I would like to scrape the title and authors of journal articles from all staff-members’ official web-pages. e.g.
https://eps.leeds.ac.uk/civil-engineering/staff/581/samuel-adu-amankwah
The specific part in question that I’m trying to access is this:
I’m following this guide: https://www.datacamp.com/community/tutorials/r-web-scraping-rvest
but it refers to HTML tags which this site doesn’t have. Can any point me in the right direction please?
Answers:
Thank you for visiting the Q&A section on Magenaut. Please note that all the answers may not help you solve the issue immediately. So please treat them as advisements. If you found the post helpful (or not), leave a comment & I’ll get back to you as soon as possible.
Method 1
The page loads these citations dynamically using an XHR call that returns a json
object. In this case, we can replicate the query and parse the json ourselves to get the publication list:
library(httr)
library(rvest)
library(jsonlite)
url <- paste0("https://eps.leeds.ac.uk/site/custom_scripts/symplectic_ajax.php?",
"uniqueid=00970757",
"&tries=0",
"&hash=f6a214dc99686895d6bf3de25507356f",
"&citationStyle=1")
GET(url) %>%
content("text") %>%
fromJSON() %>%
`[[`("publications") %>%
`[[`("journal_article") %>%
lapply(function(x) paste(x$authors, x$title, x$journal, sep = " ; ")) %>%
unlist() %>%
as.character()
#> [1] "Adu-Amankwah S, Zajac M, Skocek J, Nemecek J, Haha MB, Black L ; Combined influence of carbonation and leaching on freeze-thaw resistance of limestone ternary cement concrete ; Construction and Building Materials"

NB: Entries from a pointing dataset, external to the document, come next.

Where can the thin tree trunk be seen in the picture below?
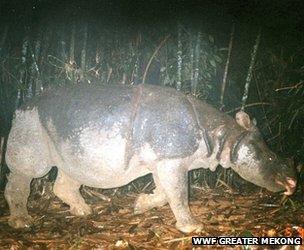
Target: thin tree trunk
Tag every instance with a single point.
(192, 60)
(3, 39)
(227, 65)
(249, 74)
(196, 64)
(179, 58)
(22, 74)
(84, 48)
(72, 44)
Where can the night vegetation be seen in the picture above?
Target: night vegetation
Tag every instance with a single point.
(237, 55)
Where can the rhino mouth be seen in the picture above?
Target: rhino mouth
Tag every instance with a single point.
(289, 184)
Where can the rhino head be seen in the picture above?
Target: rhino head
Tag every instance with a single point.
(256, 163)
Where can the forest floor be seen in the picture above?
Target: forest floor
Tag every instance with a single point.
(113, 225)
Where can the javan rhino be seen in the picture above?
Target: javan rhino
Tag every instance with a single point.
(107, 136)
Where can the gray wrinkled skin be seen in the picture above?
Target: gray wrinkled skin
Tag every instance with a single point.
(107, 136)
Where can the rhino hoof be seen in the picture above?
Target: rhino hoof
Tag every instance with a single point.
(190, 227)
(20, 221)
(82, 210)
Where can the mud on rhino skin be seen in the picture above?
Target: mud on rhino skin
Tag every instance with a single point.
(107, 136)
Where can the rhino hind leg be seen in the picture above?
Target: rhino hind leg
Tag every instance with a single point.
(173, 178)
(145, 202)
(67, 189)
(16, 193)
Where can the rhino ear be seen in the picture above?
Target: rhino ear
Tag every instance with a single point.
(243, 119)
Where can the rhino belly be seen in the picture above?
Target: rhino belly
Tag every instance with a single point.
(98, 159)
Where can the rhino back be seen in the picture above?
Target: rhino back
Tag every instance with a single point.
(163, 118)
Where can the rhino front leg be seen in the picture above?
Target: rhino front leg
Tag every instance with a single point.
(145, 202)
(16, 193)
(67, 190)
(173, 178)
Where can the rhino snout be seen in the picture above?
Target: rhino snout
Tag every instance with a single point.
(289, 184)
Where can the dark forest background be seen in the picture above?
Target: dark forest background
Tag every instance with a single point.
(212, 49)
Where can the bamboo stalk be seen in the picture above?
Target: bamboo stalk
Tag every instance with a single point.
(249, 74)
(84, 48)
(224, 83)
(3, 39)
(179, 58)
(152, 57)
(72, 44)
(196, 64)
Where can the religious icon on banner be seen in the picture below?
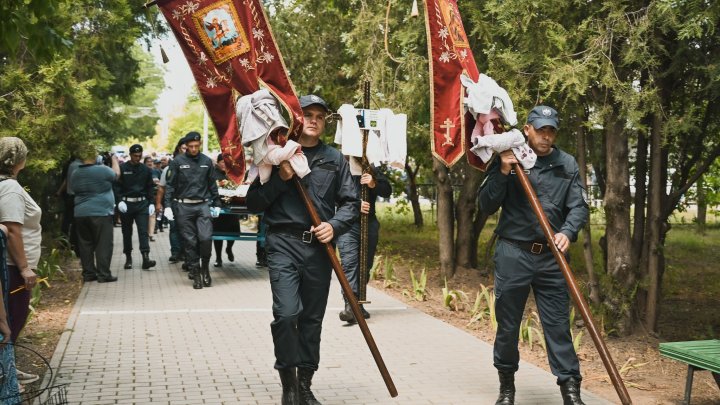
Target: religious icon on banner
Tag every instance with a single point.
(451, 16)
(220, 31)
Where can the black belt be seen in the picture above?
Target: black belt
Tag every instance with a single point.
(534, 247)
(298, 233)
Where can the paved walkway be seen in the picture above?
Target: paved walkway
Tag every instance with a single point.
(151, 338)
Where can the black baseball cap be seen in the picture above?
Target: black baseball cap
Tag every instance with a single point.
(192, 136)
(543, 116)
(310, 99)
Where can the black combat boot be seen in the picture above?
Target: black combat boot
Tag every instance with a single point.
(346, 314)
(304, 383)
(195, 272)
(147, 263)
(288, 378)
(207, 281)
(507, 389)
(570, 391)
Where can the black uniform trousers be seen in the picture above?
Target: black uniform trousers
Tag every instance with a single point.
(95, 244)
(516, 271)
(195, 227)
(300, 283)
(349, 247)
(137, 212)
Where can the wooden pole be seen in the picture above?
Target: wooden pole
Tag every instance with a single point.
(573, 287)
(330, 249)
(364, 218)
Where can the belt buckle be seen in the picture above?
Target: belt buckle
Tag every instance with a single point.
(535, 246)
(307, 237)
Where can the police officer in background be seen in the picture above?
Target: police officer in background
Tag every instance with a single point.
(523, 260)
(349, 243)
(134, 192)
(192, 194)
(298, 264)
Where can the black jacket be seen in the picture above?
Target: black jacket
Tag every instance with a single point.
(556, 181)
(329, 186)
(191, 177)
(134, 181)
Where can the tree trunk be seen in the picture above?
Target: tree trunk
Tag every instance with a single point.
(654, 244)
(413, 194)
(701, 204)
(594, 292)
(446, 219)
(617, 213)
(640, 196)
(465, 215)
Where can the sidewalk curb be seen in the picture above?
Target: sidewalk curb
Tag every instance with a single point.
(59, 352)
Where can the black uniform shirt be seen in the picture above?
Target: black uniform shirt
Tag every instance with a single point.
(191, 177)
(135, 181)
(556, 181)
(329, 186)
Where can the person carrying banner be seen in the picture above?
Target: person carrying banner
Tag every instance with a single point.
(523, 260)
(298, 265)
(349, 243)
(192, 194)
(134, 194)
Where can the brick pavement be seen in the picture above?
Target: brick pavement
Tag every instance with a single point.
(151, 338)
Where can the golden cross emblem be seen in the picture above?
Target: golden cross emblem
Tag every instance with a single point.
(447, 125)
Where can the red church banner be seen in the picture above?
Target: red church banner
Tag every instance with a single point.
(229, 46)
(450, 55)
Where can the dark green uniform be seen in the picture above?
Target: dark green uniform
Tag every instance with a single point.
(299, 266)
(524, 261)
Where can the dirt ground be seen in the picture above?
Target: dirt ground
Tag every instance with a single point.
(650, 378)
(45, 326)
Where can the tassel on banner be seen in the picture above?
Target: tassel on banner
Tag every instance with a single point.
(414, 12)
(164, 55)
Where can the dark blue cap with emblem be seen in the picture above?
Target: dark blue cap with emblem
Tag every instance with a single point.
(543, 116)
(192, 136)
(310, 99)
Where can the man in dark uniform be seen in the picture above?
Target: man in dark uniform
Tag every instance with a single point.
(349, 243)
(191, 193)
(523, 259)
(134, 194)
(298, 264)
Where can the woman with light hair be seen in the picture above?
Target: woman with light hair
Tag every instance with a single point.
(21, 216)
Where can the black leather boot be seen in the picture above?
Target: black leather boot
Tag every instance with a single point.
(507, 389)
(196, 276)
(147, 263)
(570, 391)
(346, 314)
(304, 383)
(207, 281)
(288, 378)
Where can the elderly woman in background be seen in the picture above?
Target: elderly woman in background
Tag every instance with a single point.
(21, 215)
(10, 389)
(94, 207)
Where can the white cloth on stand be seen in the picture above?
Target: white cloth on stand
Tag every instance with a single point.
(348, 132)
(258, 116)
(484, 146)
(292, 152)
(485, 95)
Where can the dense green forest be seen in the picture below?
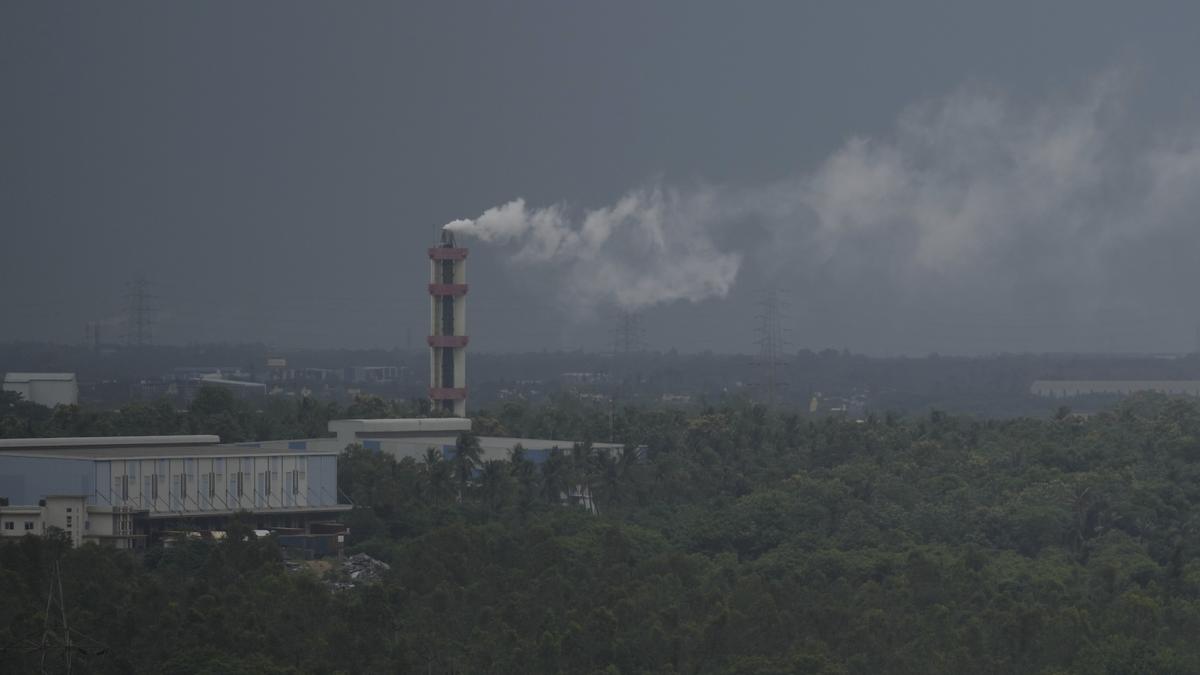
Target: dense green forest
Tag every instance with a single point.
(744, 541)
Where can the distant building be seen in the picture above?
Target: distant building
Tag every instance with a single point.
(123, 490)
(377, 374)
(45, 388)
(1067, 388)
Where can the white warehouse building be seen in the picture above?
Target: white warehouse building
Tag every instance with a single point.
(45, 388)
(121, 490)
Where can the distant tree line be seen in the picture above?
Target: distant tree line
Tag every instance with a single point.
(743, 541)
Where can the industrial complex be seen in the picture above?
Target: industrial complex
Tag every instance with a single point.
(126, 490)
(448, 327)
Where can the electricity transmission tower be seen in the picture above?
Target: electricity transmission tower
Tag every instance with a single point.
(772, 346)
(627, 334)
(139, 312)
(61, 647)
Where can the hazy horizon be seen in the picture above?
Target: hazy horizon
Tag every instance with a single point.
(915, 179)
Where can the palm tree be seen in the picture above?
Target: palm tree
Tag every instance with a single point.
(555, 475)
(436, 472)
(525, 472)
(467, 457)
(493, 483)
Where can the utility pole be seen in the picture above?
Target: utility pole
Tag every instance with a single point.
(139, 312)
(772, 346)
(627, 334)
(627, 340)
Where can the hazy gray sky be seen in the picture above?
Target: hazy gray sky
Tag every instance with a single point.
(917, 177)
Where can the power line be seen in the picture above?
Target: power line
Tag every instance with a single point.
(772, 346)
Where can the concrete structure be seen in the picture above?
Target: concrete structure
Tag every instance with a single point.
(120, 490)
(45, 388)
(448, 327)
(347, 431)
(1066, 388)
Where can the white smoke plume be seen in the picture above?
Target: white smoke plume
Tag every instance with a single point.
(975, 203)
(652, 246)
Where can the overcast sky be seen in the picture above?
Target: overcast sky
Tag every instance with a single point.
(915, 177)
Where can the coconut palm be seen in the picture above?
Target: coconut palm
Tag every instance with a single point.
(467, 457)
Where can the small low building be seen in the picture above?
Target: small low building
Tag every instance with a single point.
(45, 388)
(121, 490)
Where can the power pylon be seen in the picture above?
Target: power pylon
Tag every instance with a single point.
(627, 334)
(139, 312)
(772, 345)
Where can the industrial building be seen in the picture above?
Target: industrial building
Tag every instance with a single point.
(121, 490)
(448, 327)
(45, 388)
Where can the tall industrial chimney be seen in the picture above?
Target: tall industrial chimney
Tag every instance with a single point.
(448, 327)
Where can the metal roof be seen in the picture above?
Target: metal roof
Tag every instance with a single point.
(36, 376)
(143, 447)
(108, 441)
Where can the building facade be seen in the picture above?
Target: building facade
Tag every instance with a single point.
(121, 490)
(45, 388)
(448, 327)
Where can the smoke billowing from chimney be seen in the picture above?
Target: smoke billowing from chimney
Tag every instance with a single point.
(652, 246)
(972, 204)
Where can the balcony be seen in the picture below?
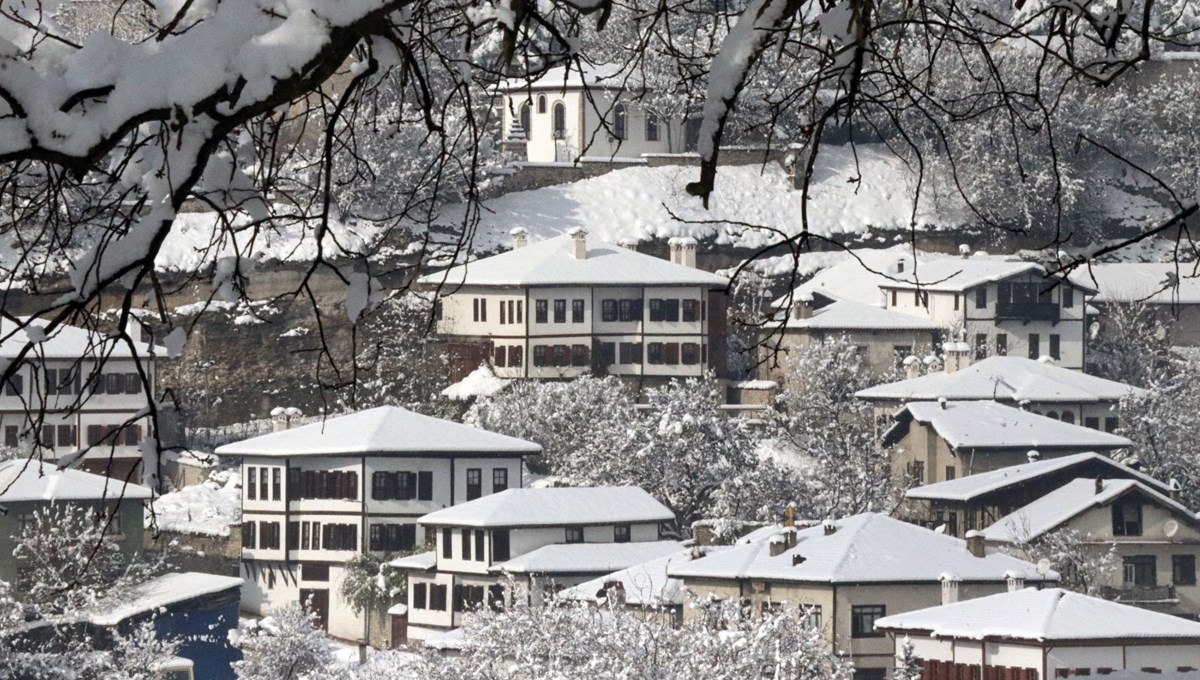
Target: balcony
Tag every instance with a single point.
(1140, 594)
(1029, 311)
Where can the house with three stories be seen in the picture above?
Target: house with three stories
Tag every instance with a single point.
(544, 539)
(565, 307)
(77, 390)
(316, 495)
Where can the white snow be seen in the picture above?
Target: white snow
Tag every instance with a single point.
(864, 548)
(1042, 615)
(558, 506)
(379, 431)
(208, 509)
(990, 425)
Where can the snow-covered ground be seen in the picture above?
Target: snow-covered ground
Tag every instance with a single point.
(208, 509)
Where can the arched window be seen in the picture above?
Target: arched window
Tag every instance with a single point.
(652, 127)
(559, 120)
(525, 119)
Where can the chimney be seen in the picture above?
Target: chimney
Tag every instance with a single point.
(579, 242)
(949, 588)
(976, 543)
(520, 238)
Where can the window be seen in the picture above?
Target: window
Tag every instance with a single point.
(474, 483)
(1183, 570)
(559, 120)
(652, 127)
(1127, 518)
(619, 121)
(862, 620)
(580, 355)
(1140, 570)
(630, 353)
(501, 546)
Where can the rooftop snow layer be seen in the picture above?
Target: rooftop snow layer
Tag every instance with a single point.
(1042, 615)
(864, 548)
(845, 314)
(384, 429)
(587, 558)
(975, 486)
(557, 506)
(1005, 378)
(1050, 511)
(66, 342)
(23, 480)
(991, 425)
(550, 263)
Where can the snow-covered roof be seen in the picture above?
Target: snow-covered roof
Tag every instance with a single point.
(1053, 615)
(846, 314)
(983, 483)
(379, 431)
(66, 342)
(1005, 378)
(1161, 283)
(1069, 500)
(163, 591)
(587, 558)
(23, 480)
(558, 506)
(575, 74)
(864, 548)
(646, 584)
(420, 561)
(991, 425)
(479, 383)
(550, 263)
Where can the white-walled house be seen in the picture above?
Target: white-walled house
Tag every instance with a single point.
(845, 575)
(573, 112)
(1038, 386)
(77, 390)
(544, 537)
(316, 495)
(1033, 635)
(565, 307)
(1156, 539)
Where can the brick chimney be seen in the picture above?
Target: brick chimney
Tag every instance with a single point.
(579, 242)
(520, 238)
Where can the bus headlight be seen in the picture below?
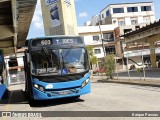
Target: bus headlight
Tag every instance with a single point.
(85, 82)
(40, 88)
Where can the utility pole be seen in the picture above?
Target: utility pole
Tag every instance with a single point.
(102, 40)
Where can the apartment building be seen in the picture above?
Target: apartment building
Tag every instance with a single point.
(121, 18)
(128, 13)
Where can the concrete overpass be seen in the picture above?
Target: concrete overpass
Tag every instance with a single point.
(15, 19)
(148, 34)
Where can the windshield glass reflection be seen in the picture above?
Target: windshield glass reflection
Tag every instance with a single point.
(60, 61)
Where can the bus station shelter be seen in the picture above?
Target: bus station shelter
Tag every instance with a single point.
(15, 19)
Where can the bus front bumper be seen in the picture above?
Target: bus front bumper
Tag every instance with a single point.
(46, 95)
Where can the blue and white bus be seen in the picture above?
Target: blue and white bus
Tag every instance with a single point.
(56, 67)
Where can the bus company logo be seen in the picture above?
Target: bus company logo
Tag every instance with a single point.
(6, 114)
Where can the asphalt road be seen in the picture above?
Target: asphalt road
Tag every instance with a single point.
(149, 73)
(104, 97)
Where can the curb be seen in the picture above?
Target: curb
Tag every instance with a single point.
(130, 83)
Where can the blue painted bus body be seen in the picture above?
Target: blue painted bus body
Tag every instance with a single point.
(72, 88)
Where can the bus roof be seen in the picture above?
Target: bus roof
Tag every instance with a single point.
(54, 36)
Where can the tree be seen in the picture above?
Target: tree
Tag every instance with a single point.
(109, 65)
(93, 59)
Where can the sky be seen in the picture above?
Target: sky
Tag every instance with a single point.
(85, 9)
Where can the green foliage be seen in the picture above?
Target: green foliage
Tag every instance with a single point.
(93, 60)
(110, 65)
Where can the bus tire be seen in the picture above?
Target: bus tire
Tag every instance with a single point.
(76, 97)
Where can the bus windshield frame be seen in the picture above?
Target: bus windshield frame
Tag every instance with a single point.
(59, 61)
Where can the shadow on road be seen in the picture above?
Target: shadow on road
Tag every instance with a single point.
(18, 97)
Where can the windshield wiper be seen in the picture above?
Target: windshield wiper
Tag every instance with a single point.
(45, 51)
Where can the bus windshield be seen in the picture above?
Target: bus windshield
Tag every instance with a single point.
(59, 61)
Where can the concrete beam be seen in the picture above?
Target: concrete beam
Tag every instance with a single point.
(6, 31)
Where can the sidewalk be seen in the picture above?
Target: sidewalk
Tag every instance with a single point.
(154, 82)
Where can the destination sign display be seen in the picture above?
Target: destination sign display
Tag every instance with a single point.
(56, 41)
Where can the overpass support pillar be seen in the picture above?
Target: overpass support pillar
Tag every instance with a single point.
(152, 54)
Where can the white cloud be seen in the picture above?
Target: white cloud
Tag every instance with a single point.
(83, 14)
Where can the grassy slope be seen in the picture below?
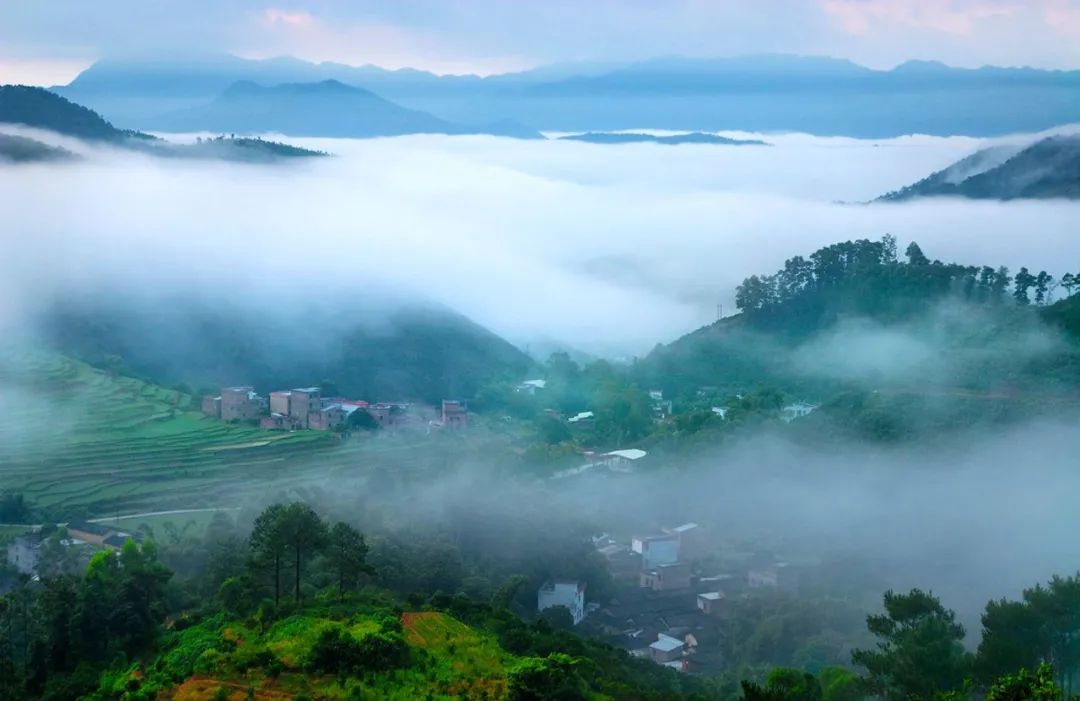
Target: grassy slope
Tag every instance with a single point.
(450, 660)
(76, 436)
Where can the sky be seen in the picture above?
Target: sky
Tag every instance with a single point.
(49, 42)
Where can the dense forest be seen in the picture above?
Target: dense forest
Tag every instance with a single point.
(304, 608)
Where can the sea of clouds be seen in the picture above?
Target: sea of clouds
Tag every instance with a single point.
(609, 248)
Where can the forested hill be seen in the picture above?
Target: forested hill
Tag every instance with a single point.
(43, 109)
(1047, 169)
(856, 315)
(21, 149)
(327, 108)
(376, 351)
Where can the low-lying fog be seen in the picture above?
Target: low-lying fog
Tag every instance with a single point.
(610, 248)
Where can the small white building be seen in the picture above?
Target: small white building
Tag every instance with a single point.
(712, 603)
(570, 594)
(666, 649)
(796, 410)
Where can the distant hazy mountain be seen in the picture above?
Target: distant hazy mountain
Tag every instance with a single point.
(1048, 169)
(328, 108)
(818, 95)
(673, 139)
(43, 109)
(369, 348)
(21, 149)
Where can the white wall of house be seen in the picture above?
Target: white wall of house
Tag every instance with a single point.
(569, 594)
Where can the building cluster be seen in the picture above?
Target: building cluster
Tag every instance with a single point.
(306, 408)
(24, 551)
(670, 609)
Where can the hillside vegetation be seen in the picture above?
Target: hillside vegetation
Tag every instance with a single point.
(380, 352)
(79, 440)
(40, 108)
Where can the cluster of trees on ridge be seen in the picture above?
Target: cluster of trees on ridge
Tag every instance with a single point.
(122, 630)
(874, 271)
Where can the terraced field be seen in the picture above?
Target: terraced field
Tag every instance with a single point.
(75, 439)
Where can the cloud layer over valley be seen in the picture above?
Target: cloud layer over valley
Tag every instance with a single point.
(609, 248)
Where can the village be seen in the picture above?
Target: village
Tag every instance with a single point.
(306, 408)
(669, 608)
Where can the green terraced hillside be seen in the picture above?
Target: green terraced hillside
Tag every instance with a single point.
(79, 440)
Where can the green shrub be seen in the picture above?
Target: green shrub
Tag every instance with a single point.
(336, 651)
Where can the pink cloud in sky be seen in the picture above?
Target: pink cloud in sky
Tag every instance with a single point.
(273, 16)
(1063, 17)
(947, 16)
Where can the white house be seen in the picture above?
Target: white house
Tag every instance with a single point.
(530, 387)
(666, 649)
(656, 550)
(620, 458)
(796, 410)
(582, 416)
(570, 594)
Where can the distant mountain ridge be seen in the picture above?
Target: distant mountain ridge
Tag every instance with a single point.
(328, 108)
(672, 139)
(1047, 169)
(770, 93)
(39, 108)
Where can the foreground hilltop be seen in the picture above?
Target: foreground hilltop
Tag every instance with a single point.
(379, 351)
(764, 93)
(41, 109)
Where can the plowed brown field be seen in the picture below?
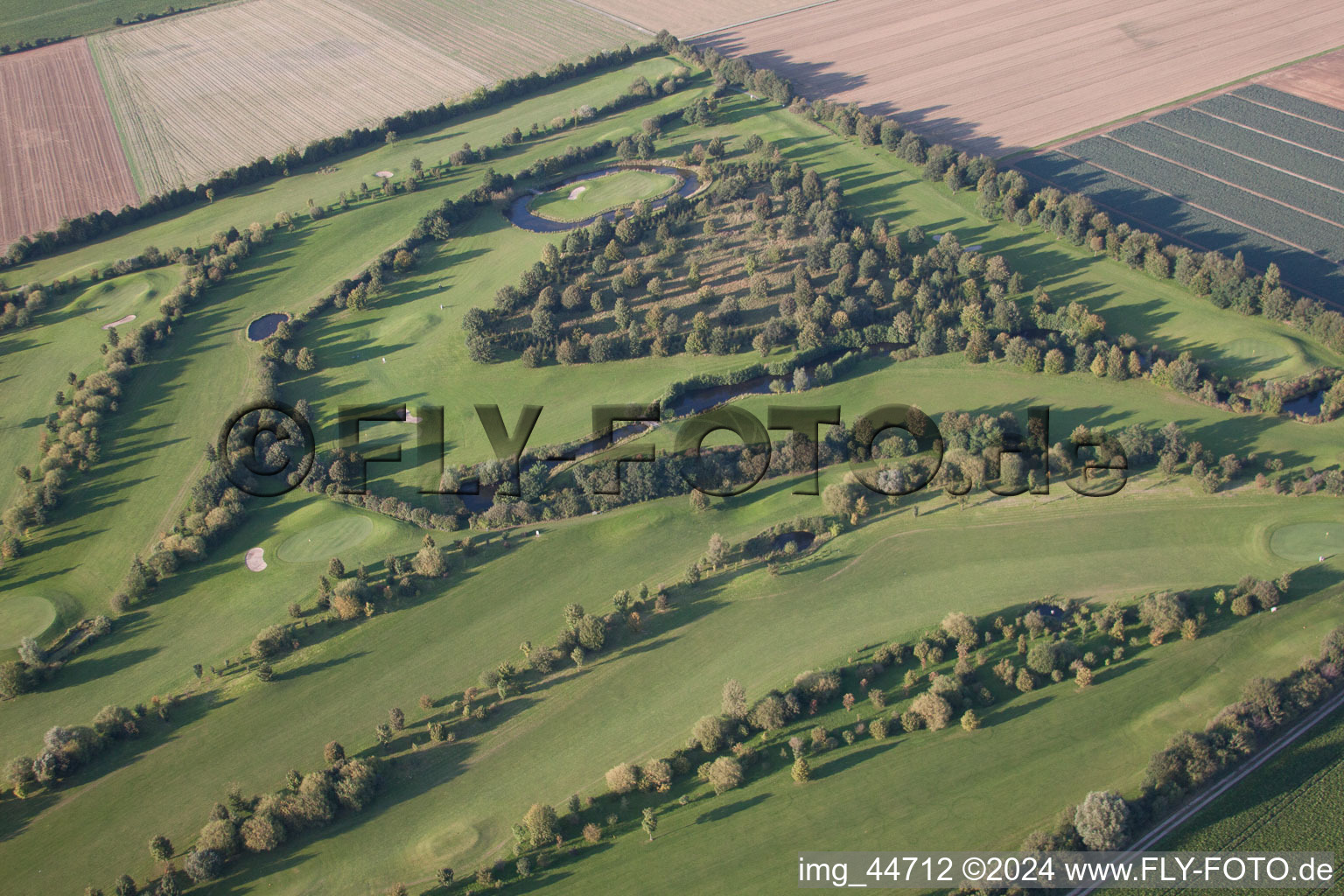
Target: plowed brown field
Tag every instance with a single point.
(1320, 80)
(214, 89)
(695, 17)
(1000, 75)
(60, 153)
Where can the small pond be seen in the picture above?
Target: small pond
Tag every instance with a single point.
(1306, 406)
(265, 326)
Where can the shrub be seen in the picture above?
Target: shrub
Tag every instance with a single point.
(724, 774)
(933, 710)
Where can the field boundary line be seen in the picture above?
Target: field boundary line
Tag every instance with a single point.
(1175, 103)
(1265, 133)
(612, 15)
(1226, 782)
(1258, 161)
(1161, 230)
(1285, 112)
(1226, 183)
(1194, 205)
(772, 15)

#> [2] "Wang H, Hou P, Li Q, Adu-Amankwah S, Chen H, Xie N, Zhao P, Huang Y, Wang S, Cheng X ; Synergistic effects of supplementary cementitious materials in limestone and calcined clay-replaced slag cement ; Construction and Building Materials"
#> [3] "Shamaki M, Adu-Amankwah S, Black L ; Reuse of UK alum water treatment sludge in cement-based materials ; Construction and Building Materials"
#> [4] "Adu-Amankwah S, Bernal Lopez S, Black L ; Influence of component fineness on hydration and strength development in ternary slag-limestone cements ; RILEM Technical Letters"
#> [5] "Adu-Amankwah S, Zajac M, Skocek J, Ben Haha M, Black L ; Relationship between cement composition and the freeze-thaw resistance of concretes ; Advances in Cement Research"
#> [6] "Zajac M, Skocek J, Adu-Amankwah S, Black L, Ben Haha M ; Impact of microstructure on the performance of composite cements: Why higher total porosity can result in higher strength ; Cement and Concrete Composites"
#> [7] "Adu-Amankwah S, Black L, Skocek J, Ben Haha M, Zajac M ; Effect of sulfate additions on hydration and performance of ternary slag-limestone composite cements ; Construction and Building Materials"
#> [8] "Adu-Amankwah S, Zajac M, Stabler C, Lothenbach B, Black L ; Influence of limestone on the hydration of ternary slag cement ; Cement and Concrete Research"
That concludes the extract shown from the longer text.